By: Samuel Cutler
On November 5, 2018, the United States reimposed a comprehensive set of sanctions on Iran that had previously been lifted by the Obama administration as part of the Joint Comprehensive Plan of Action (JCPOA). Included among the various measures implemented by the Trump Administration was the redesignation of more than 700 individuals and entities as Specially Designated Nationals (SDN). Any person engaging in significant financial transactions with these SDNs could be cut off from the U.S. economy. Without returning the 700+ designees to the SDN list, the Trump administration’s efforts to comprehensively reimpose sanctions on Iran would be significantly impeded. Therefore, any potential legal deficiencies in the redesignation action could have profound consequences. Luckily for the Trump administration, President Obama made a key decision in formulating the JCPOA that largely safeguarded the move from legal challenge.
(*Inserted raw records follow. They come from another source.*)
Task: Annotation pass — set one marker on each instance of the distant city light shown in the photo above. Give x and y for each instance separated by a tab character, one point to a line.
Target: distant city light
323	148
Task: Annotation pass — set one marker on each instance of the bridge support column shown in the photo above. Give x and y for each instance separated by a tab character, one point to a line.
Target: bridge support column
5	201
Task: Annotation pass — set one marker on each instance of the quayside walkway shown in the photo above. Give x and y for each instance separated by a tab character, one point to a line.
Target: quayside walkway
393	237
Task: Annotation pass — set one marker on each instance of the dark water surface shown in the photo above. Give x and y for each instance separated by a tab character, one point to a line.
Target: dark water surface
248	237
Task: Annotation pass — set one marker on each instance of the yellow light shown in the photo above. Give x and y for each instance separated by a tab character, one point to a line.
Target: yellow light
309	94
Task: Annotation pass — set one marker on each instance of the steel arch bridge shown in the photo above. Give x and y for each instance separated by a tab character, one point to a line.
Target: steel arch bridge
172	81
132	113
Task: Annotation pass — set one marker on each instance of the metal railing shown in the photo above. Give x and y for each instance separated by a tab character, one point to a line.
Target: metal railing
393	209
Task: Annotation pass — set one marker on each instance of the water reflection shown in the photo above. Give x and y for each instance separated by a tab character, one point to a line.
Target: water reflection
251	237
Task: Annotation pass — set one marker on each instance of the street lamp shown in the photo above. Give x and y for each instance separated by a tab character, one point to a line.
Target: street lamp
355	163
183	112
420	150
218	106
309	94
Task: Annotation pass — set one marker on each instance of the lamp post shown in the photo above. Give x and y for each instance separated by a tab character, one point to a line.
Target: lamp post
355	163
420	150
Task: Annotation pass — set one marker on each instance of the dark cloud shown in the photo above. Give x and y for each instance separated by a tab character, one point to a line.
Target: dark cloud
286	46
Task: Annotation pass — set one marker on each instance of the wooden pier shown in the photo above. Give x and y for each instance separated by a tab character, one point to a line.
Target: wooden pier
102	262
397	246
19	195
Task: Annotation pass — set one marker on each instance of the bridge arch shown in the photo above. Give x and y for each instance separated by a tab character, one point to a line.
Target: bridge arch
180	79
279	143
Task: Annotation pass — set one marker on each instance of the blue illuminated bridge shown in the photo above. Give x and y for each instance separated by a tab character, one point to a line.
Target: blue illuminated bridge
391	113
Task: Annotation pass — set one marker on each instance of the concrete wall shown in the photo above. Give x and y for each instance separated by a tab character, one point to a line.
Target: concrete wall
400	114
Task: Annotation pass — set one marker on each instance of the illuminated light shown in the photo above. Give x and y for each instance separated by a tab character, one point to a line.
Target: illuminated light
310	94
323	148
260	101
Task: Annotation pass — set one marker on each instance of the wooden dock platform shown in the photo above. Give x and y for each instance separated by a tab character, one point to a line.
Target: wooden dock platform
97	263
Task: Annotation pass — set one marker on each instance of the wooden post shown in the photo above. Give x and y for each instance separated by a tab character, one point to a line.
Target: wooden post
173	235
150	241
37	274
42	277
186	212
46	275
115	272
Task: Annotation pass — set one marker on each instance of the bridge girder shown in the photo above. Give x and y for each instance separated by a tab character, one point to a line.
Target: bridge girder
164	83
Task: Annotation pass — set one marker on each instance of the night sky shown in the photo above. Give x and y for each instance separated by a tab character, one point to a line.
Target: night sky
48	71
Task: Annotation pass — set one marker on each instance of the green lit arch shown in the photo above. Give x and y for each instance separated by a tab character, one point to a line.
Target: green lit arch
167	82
The Administrative Procedure Act requires that an agency action not be “arbitrary, capricious, an abuse of discretion, or otherwise not in accordance with law.” Every addition of an individual or entity as an SDN must meet a sufficient evidentiary basis to survive a legal challenge under this requirement. Some of the new SDNs had previously been designated as SDNs using different authorities before this most recent action. This provided new evidentiary bases for their designation as SDNs. For instance, Bank Melli had previously been designated an SDN in 2007 under Executive Order 13382 for facilitating the proliferation of Weapons of Mass Destruction. As of November 5, it has again been designated an SDN, this time under Executive Order 13224 for supporting the IRGC Qods Force, itself an SDN because of its support for terrorism. Providing a new basis for these designations is consistent with normal procedures. However, entities receiving a new evidentiary basis for designation represent only a small portion of the newly redesignated entities.
The vast majority of the resanctioned entities were not provided with new evidentiary bases for their designations, rather their SDN status was as a result of the elimination of the so-called “E.O. 13599 List.” This list, created in in 2016 by the Obama administration, allowed the Trump administration to reimpose sanctions on hundreds of entities without expending the immense time and resources needed to create new evidentiary packets for each individual designee.
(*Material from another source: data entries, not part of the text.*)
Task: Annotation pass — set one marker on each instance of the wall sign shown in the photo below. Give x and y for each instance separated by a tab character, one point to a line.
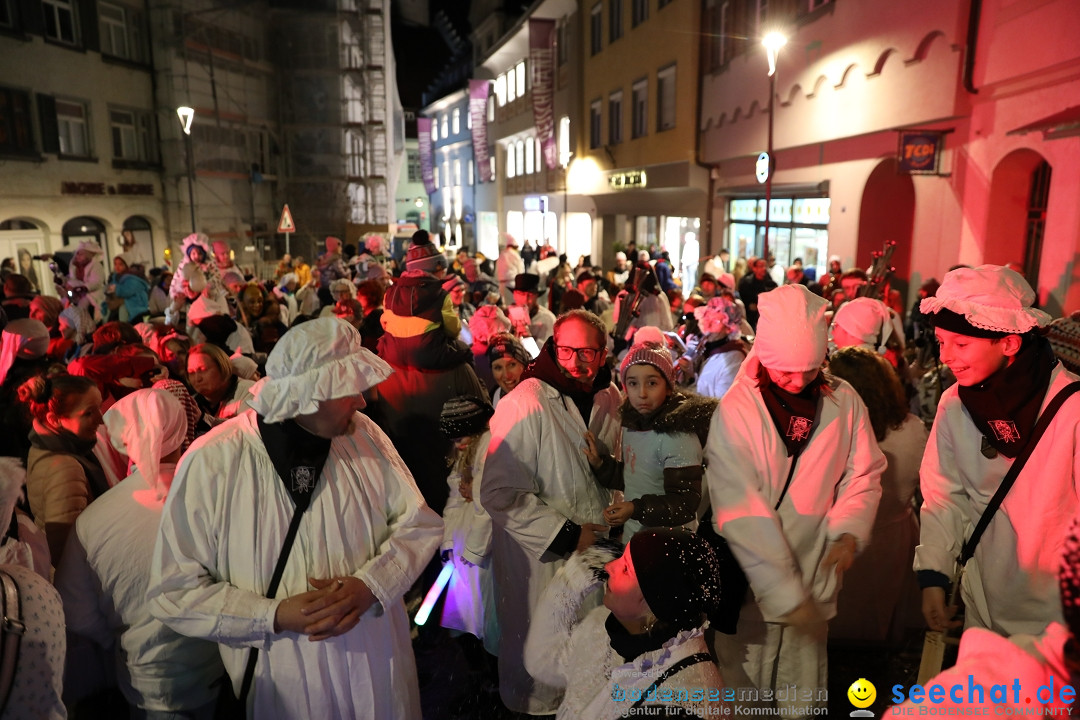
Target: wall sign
628	180
761	167
920	151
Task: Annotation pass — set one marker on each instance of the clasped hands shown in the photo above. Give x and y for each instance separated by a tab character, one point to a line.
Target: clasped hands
333	608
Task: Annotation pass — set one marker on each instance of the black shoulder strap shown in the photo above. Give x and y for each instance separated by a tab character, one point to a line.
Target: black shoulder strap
991	507
680	665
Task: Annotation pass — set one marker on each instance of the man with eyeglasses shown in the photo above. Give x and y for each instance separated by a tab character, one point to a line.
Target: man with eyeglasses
539	489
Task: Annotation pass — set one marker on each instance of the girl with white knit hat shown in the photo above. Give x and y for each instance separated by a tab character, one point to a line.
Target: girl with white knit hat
659	469
793	471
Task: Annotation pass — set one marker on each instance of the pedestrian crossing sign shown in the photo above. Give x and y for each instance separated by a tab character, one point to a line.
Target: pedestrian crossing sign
286	225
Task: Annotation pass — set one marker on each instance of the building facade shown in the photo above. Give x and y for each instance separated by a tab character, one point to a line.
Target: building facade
80	155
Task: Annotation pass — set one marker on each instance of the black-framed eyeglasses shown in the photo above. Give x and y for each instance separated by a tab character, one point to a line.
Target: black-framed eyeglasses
585	354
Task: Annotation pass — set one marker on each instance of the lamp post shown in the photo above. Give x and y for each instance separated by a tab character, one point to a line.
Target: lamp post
187	114
772	43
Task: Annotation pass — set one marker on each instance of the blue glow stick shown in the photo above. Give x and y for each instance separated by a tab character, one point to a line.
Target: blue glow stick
432	597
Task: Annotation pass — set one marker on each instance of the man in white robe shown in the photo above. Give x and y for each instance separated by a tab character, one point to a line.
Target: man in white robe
335	641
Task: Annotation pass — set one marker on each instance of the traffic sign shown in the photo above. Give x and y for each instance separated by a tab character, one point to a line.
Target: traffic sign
286	225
Executive Order 13599 was issued in February 2012 and authorized the Secretary of the Treasury to block all property or interests in property owned by the Iranian government, Iranian financial institutions, or any person identified by the Treasury Secretary as acting on behalf of those entities. Even when an entity was designated under a separate authority, most Iran-linked SDNs were also listed pursuant to E.O. 13599 for acting on behalf of or in support of the Iranian government. This in essence provided a secondary evidentiary justification for each designation. As the Iran sanctions regime became progressively more restrictive, secondary sanctions liability was attached to potential dealings with 13599-listed entities.
In signing the JCPOA, the Obama administration removed hundreds of individuals and entities from the SDN list. However, rather than lift sanctions on them entirely, the Treasury Department’s Office of Foreign Assets Control (OFAC) decided to keep them on the 13599 list. From a sanctions perspective, maintaining a 13599 designation was mostly redundant; while the JCPOA lifted secondary sanctions liability from 13599 entity-linked transactions, the general prohibitions on U.S. persons dealing with Iranian persons writ large remained mostly intact.
What creating E.O. 13599 list did accomplish was maintaining the bases for designation of these individuals and entities. Had the Obama administration simply removed the designations, any sanctions reimposition would have been legally suspect. In Islamic American Relief Agency v. Gonzalez, the D.C. Circuit wrote that when analyzing the information used in support of an SDN designation, “we may not substitute our judgment for [Treasury’s], but we will require it to ‘examine the relevant data and articulate a satisfactory explanation for its action including a rational connection between the facts found and the choice made.’” Still, a court may very well question an attempt by Treasury to utilize the same information justifying the initial designations as the basis for a renewed designation, given the intervening removal from the list, as it would be unclear which “facts” OFAC would be relying on to support the new designation.
The danger of an adverse ruling would likely force OFAC to create entirely new designation packets to support redesignation, requiring significant expenditure of time and resources. But by maintaining the 13599 list, any individual or entity seeking to have their designation removed pursuant to Treasury’s delisting procedures at 31 C.F.R. § 807 would have to argue that an insufficient basis existed at the time of the initialdesignation or that the circumstances resulting in that initial designation no longer apply. This is an enormously high bar for any petitioner to meet. In creating the 13599 list, the Obama administration anticipated the need for a mass redesignation of SDNs in the event of a sanctions snap-back scenario. Without this foresight, the impact of the Trump administrations Iran sanctions reimposition would have been significantly diminished.